“Kevin Can F’’k Himself” picks up right where the show played chicken with renewal at the end of last season. Dopey sitcom sidekick Alex Bonifer discovered his sister, Mary Hollis Inboden, and his best friend’s wife, Annie Murphy, were planning on killing his best bro. So he broke character and tried strangling Murphy; Inboden smacked him down, pulling Bonifer into the “real” world.
This episode’s primarily about what to do with Bonifer, who at the very least plans on telling best pal Eric Petersen what he heard. Simultaneously, Petersen and his dad, Brian Howe, are planning Petersen’s political career. It starts with a city council appointment, but after Howe gets the idea for some public access commercials, who knows what could happen. Especially as Murphy gets involved, trying to keep Petersen from any chance at office.
Having Bonifer tied up in the basement while plotting, Inboden slowly decides she can’t trust Murphy to consider her considerations enough, not with Bonifer a potential witness. Plus, Bonifer’s (sometimes unintentionally) working on his captors. He tries to convince Inboden she can’t trust Murphy, but then with Murphy, they have some frank discussions about Petersen’s character and behavior.
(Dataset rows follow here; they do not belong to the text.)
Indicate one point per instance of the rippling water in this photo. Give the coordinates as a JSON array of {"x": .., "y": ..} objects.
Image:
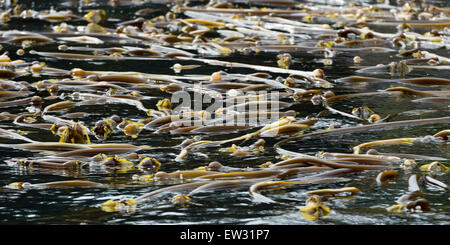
[{"x": 82, "y": 205}]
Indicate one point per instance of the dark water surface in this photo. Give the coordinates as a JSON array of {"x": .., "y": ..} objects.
[{"x": 82, "y": 205}]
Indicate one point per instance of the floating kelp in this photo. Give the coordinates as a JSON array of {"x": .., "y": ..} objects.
[{"x": 188, "y": 84}]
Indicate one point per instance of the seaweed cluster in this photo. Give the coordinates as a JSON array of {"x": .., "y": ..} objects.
[{"x": 68, "y": 98}]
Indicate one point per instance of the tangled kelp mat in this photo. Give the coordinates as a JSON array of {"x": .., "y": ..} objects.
[{"x": 232, "y": 112}]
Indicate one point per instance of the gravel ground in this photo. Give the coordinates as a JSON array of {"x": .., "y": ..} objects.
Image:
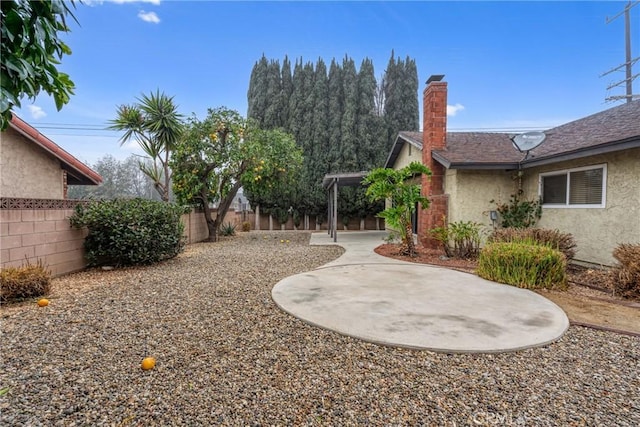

Since they’re estranged—Murphy interfering with Petersen’s political plot, which is often way funnier with bad jokes than it ought to be—Murphy and Inboden have time for subplots with other people. Inboden’s got cop girlfriend Candice Coke hanging around, and Murphy falls back to hanging out with Jamie Denbo’s depressed, devastated housewife.
As a season premiere, the episode’s okay but little more. Anne Dokoza’s direction’s excellent, and the acting’s great, but it’s muddled overall. It hints at season two plot lines—they’re done after this one, which means someday “Kevin” will be a sixteen-episode marathon without a significant break. But there’s nothing concrete. This episode’s plot lines get things set for later, without establishing later.
The Bonifer resolution is incredibly underwhelming after all the build-up last season.
Hopefully it’s just an uneasy restart and nothing significant; the acting’s fantastic from Murphy, Inboden, and Petersen, so it’s still fine. But I’d assumed they knew what they were doing with last season’s cliffhanger; it appears maybe not so much, which isn’t unconcerning, but also it’s just the first episode back, so uneasy restart. Hopefully. I love this show and don’t want to lose it.